Sharjah: An autistic boy in Sharjah has broken barriers by scoring 94.2 per cent in the recent CBSE grade 10 board exams.
Aman Maqbool Ahamed, who is from the southern Indian state of Kerala, said he studied daily and followed a timetable prepared by his mom, Anitha.
Aman, now in grade 11 at Delhi Private School Sharjah (DPS Sharjah), was expecting to get more than 80 per cent in the results, released on Monday by India’s CBSE, or Central Board of Secondary Education.
“Nothing is impossible,” said Aman, 17, when asked about his message to students.
Aman said his revision strategy going in was to learn the difficult topics first and practice maths every day — maths and computers are among his favourite subjects. The student, who is from the city of Cochin in Kerala, also enjoys playing the keyboard and listening to music.
He has taken commerce as his main stream in high school and plans to study commerce and computers in college. Aman aspires for a career in finance, accounts or banking.
Aman’s father, Maqbool Ahamed, said his son gives “full credit” to his teachers, faculty, mentors and fellow students at DPS Sharjah.

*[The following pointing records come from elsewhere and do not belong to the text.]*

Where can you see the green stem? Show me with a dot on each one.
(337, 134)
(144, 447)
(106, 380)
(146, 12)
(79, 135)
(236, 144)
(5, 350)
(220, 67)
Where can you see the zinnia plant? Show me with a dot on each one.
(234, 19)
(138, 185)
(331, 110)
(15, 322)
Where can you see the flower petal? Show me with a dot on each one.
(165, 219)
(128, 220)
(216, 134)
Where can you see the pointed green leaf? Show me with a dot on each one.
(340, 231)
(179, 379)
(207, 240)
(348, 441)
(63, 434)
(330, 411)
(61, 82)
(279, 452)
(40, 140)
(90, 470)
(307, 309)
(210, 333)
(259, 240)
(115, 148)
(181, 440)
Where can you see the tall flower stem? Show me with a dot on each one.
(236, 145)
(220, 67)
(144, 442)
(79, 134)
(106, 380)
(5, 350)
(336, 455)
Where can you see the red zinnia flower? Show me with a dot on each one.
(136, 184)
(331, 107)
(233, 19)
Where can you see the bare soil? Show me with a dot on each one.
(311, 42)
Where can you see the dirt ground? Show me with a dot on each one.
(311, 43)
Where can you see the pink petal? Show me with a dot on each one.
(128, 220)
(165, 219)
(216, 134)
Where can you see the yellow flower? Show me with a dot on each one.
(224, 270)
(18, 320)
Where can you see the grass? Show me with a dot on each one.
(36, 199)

Ahamed added that Aman’s younger brother Ayaan — who is in grade six at DPS Sharjah — is also “very supportive and caring for his elder brother. Ayaan is also part of Aman’s success”.
Ahamed added that Aman has never attended after-school tuitions or special coaching throughout his school tenure. His mother Anitha has been a constant support and she quit her career for the sake of Aman’s studies, he added.
Aman sat the CBSE exams with a scribe — schoolmate Devagya Gupta, who is now in grade 10.
Devagya, 15, said he volunteered to become Aman’s scribe because he wanted to see Aman reach his full potential. The two are now friends.
Devagya said Aman would dictate the answers in the exams and he would write them down. Devagya added that he also got to know Aman better in the lead up to the exams, which helped him perform his scribe responsibilities.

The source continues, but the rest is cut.